A evolução da ciência médica nos últimos dois séculos provocou pelo menos um efeito colateral: a crença de que o progresso seria irrestrito e que, algum dia, se poderia acabar com o sofrimento físico.

Médicos e psicanalistas ouvidos pela Folha dizem que, por conta disso, o homem tolera cada vez menos a dor. Para o psicanalista Carlos Plastino, 59, do Instituto de Medicina Social da Uerj (Universidade Estadual do Rio de Janeiro), a sociedade contemporânea tenta se dissociar, tanto quanto possível, do sofrimento físico.

"Isto é muito diferente de buscar atenuá-lo ou, de alguma maneira, torná-lo mais suportável", diz Plastino. O ideal de superação da dor se origina, para o psicólogo, no modo como as pessoas se relacionam com a ciência. "Ela [a utopia" integra a perspectiva dominante que, divorciando radicalmente o homem da natureza, nutre a ilusão de que ela possa ser dominada e controlada de maneira absoluta", afirma.

O médico João Augusto Figueiró, 50, do Hospital das Clínicas de São Paulo, concorda. "Passamos por um período de iluminismo, de achar que a ciência resolveria tudo aquilo que a religião não resolvia. Na medida em que a ciência entrou na vida humana, fomos nos tornando mais intolerantes com algumas coisas que são naturais."

Para o médico, as esperanças depositadas na ciência são irreais. A expectativa que as pessoas têm dos profissionais de saúde, diz ele, é muito acima daquilo que eles podem oferecer.
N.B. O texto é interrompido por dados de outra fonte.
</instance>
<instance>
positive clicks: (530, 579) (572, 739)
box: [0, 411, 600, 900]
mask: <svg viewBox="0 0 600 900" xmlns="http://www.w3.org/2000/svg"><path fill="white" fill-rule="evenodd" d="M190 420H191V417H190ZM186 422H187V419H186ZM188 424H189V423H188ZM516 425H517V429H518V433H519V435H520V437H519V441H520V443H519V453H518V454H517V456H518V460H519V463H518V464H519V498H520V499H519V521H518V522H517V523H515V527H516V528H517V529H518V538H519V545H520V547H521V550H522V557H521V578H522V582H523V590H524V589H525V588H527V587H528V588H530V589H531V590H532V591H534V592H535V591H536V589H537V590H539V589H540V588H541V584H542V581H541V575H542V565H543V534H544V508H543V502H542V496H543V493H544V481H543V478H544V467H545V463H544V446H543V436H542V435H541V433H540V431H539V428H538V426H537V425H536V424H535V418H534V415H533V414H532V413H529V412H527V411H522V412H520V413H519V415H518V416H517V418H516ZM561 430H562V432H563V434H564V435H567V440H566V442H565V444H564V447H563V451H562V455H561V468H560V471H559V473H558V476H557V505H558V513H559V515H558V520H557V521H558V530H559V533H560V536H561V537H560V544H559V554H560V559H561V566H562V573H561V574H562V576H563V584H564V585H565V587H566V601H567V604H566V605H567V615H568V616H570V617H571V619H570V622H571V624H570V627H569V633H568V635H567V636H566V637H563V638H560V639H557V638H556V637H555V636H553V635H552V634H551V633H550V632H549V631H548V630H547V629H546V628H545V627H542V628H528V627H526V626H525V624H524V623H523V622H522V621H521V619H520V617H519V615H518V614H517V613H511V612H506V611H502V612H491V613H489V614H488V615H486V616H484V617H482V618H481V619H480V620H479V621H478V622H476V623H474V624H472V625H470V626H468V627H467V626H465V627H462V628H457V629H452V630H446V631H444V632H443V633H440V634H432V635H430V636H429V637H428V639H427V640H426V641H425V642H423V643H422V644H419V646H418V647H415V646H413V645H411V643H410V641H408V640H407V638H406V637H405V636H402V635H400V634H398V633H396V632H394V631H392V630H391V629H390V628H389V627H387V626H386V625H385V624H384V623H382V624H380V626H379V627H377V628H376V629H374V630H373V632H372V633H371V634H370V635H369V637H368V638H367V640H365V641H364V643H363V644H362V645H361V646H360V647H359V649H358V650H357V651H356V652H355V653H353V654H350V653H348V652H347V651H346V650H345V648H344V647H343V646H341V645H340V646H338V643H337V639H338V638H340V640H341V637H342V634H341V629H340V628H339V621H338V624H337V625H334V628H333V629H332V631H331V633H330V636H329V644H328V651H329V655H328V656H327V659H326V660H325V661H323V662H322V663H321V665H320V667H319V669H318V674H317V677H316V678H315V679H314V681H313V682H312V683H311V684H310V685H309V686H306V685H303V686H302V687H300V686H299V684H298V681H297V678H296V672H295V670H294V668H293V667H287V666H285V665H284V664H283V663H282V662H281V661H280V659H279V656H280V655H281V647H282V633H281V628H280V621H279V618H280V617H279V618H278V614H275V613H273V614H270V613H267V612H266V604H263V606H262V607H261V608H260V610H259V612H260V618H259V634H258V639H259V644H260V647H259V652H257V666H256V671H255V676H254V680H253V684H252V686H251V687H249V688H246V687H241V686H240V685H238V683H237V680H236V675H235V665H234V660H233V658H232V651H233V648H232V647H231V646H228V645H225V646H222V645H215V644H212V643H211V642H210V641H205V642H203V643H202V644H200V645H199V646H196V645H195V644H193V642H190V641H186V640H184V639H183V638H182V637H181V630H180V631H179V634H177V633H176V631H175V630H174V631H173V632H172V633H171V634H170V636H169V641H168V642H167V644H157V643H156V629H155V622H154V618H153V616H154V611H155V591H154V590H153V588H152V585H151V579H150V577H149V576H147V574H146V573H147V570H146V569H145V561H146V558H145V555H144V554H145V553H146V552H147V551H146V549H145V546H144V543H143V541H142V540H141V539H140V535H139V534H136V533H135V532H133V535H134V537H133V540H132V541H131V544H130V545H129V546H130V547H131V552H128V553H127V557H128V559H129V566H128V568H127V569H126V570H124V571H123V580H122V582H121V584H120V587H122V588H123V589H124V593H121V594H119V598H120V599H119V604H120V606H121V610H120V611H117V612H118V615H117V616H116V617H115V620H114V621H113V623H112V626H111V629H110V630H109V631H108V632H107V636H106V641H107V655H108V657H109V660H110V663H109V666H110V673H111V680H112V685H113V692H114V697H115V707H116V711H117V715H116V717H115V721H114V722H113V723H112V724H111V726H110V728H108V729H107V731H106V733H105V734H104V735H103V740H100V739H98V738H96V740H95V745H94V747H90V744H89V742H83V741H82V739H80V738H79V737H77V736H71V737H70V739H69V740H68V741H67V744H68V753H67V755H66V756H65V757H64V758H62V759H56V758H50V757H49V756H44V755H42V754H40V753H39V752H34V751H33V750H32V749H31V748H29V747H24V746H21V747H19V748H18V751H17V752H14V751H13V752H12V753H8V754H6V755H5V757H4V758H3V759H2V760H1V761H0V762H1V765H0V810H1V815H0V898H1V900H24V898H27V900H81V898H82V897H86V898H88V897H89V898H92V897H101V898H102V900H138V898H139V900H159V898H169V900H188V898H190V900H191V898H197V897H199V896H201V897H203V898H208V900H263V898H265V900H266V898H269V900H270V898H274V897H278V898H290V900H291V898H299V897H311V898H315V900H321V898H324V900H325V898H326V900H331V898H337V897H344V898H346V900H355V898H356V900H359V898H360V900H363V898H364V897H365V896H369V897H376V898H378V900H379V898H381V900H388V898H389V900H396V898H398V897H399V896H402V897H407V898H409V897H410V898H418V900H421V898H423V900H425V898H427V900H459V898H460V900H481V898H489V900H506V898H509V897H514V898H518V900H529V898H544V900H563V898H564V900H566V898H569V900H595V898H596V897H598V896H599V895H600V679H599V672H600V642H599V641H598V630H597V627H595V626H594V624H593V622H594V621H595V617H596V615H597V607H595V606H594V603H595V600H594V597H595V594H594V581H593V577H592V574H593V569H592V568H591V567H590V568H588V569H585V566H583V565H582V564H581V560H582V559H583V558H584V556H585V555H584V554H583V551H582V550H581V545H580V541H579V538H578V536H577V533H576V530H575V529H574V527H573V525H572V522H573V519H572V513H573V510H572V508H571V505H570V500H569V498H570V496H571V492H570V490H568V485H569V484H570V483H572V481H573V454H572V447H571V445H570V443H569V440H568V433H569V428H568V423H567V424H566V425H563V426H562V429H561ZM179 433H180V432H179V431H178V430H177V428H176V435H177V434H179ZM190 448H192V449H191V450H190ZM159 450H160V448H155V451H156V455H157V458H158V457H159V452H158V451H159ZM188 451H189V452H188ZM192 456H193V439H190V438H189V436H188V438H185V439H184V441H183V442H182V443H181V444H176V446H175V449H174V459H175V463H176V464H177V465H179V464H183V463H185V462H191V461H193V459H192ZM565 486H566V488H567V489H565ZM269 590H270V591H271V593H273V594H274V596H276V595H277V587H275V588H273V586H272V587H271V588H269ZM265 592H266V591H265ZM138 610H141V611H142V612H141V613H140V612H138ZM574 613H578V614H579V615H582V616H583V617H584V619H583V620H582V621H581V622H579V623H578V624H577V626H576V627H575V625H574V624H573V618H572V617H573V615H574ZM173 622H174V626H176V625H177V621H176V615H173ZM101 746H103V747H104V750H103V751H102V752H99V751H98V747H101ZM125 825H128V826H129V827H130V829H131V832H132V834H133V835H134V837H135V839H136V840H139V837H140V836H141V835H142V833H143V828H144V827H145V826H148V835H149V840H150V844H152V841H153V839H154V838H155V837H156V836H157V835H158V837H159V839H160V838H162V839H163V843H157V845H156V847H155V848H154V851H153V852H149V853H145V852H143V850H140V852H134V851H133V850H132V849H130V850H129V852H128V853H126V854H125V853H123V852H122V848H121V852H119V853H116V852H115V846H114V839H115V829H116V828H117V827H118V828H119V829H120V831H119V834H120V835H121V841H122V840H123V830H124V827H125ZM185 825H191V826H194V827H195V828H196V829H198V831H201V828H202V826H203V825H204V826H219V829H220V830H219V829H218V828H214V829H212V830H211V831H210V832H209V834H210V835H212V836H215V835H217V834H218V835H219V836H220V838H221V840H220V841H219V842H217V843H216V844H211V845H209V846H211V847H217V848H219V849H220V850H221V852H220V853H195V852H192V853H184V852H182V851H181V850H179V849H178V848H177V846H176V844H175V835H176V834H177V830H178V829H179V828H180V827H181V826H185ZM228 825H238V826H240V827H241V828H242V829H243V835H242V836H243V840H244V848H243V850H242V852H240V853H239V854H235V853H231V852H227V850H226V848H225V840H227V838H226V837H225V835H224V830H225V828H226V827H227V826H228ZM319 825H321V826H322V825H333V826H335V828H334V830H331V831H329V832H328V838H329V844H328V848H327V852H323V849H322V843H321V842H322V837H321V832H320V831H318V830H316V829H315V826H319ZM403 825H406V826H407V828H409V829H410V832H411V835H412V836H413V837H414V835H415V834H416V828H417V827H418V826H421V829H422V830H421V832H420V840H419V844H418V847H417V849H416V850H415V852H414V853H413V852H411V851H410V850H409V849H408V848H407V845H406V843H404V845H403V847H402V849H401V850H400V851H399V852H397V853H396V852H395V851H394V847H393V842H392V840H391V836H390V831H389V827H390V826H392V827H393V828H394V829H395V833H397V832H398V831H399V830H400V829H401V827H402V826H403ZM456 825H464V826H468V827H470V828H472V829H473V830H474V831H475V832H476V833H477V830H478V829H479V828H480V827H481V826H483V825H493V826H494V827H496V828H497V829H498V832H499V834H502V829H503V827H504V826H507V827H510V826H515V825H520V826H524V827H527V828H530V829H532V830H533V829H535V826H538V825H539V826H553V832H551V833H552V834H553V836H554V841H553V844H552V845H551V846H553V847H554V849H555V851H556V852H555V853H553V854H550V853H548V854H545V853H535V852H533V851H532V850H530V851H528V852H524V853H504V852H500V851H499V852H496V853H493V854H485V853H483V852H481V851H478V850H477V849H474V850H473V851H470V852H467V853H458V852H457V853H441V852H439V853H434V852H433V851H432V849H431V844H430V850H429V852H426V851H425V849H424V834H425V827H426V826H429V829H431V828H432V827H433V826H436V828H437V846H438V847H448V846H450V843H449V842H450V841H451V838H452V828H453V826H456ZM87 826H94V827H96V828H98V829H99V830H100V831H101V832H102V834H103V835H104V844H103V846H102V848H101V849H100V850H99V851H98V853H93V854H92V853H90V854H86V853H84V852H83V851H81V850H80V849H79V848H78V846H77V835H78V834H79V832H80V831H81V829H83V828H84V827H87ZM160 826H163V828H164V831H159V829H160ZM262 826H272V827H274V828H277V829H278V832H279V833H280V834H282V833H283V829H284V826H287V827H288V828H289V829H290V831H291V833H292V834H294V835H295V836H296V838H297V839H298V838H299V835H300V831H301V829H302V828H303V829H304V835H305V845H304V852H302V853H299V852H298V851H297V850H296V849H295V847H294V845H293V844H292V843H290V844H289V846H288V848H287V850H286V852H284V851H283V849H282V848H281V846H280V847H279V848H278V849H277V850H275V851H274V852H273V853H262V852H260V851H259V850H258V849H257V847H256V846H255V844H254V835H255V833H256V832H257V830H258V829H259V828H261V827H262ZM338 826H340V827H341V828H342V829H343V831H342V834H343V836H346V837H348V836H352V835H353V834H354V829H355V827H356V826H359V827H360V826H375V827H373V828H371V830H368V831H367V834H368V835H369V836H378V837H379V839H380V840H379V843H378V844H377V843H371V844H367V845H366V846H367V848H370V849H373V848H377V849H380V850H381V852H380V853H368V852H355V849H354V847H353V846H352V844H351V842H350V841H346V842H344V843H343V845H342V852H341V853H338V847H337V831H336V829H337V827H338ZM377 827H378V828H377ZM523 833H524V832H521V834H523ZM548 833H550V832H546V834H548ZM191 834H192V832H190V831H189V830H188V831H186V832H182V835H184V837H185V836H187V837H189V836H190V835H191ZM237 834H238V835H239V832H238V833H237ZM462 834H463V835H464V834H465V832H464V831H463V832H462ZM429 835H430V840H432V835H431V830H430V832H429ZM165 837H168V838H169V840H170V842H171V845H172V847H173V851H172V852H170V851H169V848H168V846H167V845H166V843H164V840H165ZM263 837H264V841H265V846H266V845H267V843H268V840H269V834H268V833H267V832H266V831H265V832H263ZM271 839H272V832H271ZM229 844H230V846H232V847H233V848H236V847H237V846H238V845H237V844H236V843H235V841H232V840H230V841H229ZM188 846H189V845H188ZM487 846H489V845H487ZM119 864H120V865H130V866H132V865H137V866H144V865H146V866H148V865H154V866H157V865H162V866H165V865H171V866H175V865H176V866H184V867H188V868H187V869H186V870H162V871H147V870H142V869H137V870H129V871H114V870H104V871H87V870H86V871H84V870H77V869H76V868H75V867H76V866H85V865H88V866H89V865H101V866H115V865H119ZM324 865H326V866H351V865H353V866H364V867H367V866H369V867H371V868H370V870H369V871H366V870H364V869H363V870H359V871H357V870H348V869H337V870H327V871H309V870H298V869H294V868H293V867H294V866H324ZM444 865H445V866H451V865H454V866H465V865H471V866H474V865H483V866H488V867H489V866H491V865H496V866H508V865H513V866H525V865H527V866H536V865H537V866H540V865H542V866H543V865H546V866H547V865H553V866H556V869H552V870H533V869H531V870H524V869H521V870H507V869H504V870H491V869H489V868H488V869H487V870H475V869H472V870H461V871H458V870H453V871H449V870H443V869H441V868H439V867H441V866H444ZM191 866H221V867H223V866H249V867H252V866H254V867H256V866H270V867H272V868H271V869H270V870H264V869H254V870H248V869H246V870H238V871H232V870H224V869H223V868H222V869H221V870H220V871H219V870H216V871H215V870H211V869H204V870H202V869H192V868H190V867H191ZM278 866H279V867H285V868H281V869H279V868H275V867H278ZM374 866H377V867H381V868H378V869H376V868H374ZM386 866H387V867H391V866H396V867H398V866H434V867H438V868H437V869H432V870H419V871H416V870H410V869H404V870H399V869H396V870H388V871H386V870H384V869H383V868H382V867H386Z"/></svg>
Além disso, segundo Figueiró, muitos médicos compartilhariam dessa visão irreal da ciência. "Há 30 anos, a medicina teve um delírio de grandeza, uma expectativa de resolução de todos os problemas. Esse ufanismo passou para a população."

Para o professor de antropologia Eduardo Viana Vargas ,da UFMG (Universidade Federal de Minas Gerais), o sonho irreal de podermos um dia viver sem dor "é paralelo, por exemplo, à expectativa de que se descubram curas para todas as doenças e, quem sabe, algum modo para escamotear a morte".

Retorno ao paraíso

Apesar de a utopia de superação da dor ligar-se à idéia de progresso da ciência, ideologia historicamente recente, também é possível encontrar motivações ancestrais para esse desejo.

O psicanalista Ricardo Goldenberg, no livro "Utopia e Mal-Estar na Cultura: Perspectivas Psicanalíticas", diz que todas as utopias estão "organizadas em função de um horizonte ideal, proposto à comunidade como o fim a ser alcançado para reencontrar o éden perdido".

De fato, ao serem expulsos por Deus do paraíso, a condenação a que foram submetidos Adão e Eva foi a de sentirem dor.

"Farei com que, na gravidez, tenhas grandes sofrimentos, é com dor que hás de gerar filhos", disse Deus à mulher.

E ao homem: "É com fadiga que te alimentarás".